Según sostuvo, “era inimaginable” que la hoy vicepresidenta se preste a maniobras de escapar o entorpecer. “Decir que un vicepresidente va a asumir con una prisión preventiva fundada de una manera grotesca como esta realmente es algo que no se comparece con los principios del Estado de derecho que todos decimos defender”, añadió. La primera orden de detención de Cristina Kirchner, con su respectivo pedido de desafuero, se dictó el 7 de diciembre de 2017 por la causa del Memorándum con Irán, nacida en la denuncia que activó el fiscal Alberto Nisman antes de morir. Precisamente, la ex presidenta ya cumplió entonces dos años con un dictado de prisión preventiva en su contra. El juicio aún no tiene fecha.

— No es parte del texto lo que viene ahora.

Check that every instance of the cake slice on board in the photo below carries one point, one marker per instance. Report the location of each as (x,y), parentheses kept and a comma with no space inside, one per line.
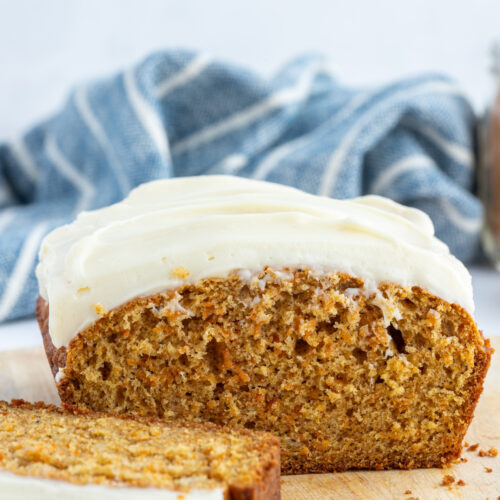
(47,452)
(344,327)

En el caso de los cuadernos, la prisión preventiva de Cristina Kirchner se dictó con su procesamiento en setiembre de 2018. El juez Bonadio le dictó otras prisiones preventivas más por las causas conexas que se vinculan al caso por las anotaciones de Oscar Centeno, pero cada vez que la Cámara Federal revisó esas decisiones aclaró que las órdenes de detención no eran independientes, sino que debía remitirse a los cuadernos.
Eso fue lo que sucedió con De Vido y Baratta. De Vido sólo estaba detenido por Río Turbio y cuadernos. Baratta por el segundo de los expedientes. El ex ministro había conseguido un arresto domiciliario en el caso de la malversación de fondos para la realización de la minera santacruceña. Por eso cuando el viernes pasado se le concedió la excarcelación, no pudo aún salir en libertad y se alojó en su casa, sin poder salir. Su defensa, no obstante, buscará esta semana que se levante ese arresto domiciliario.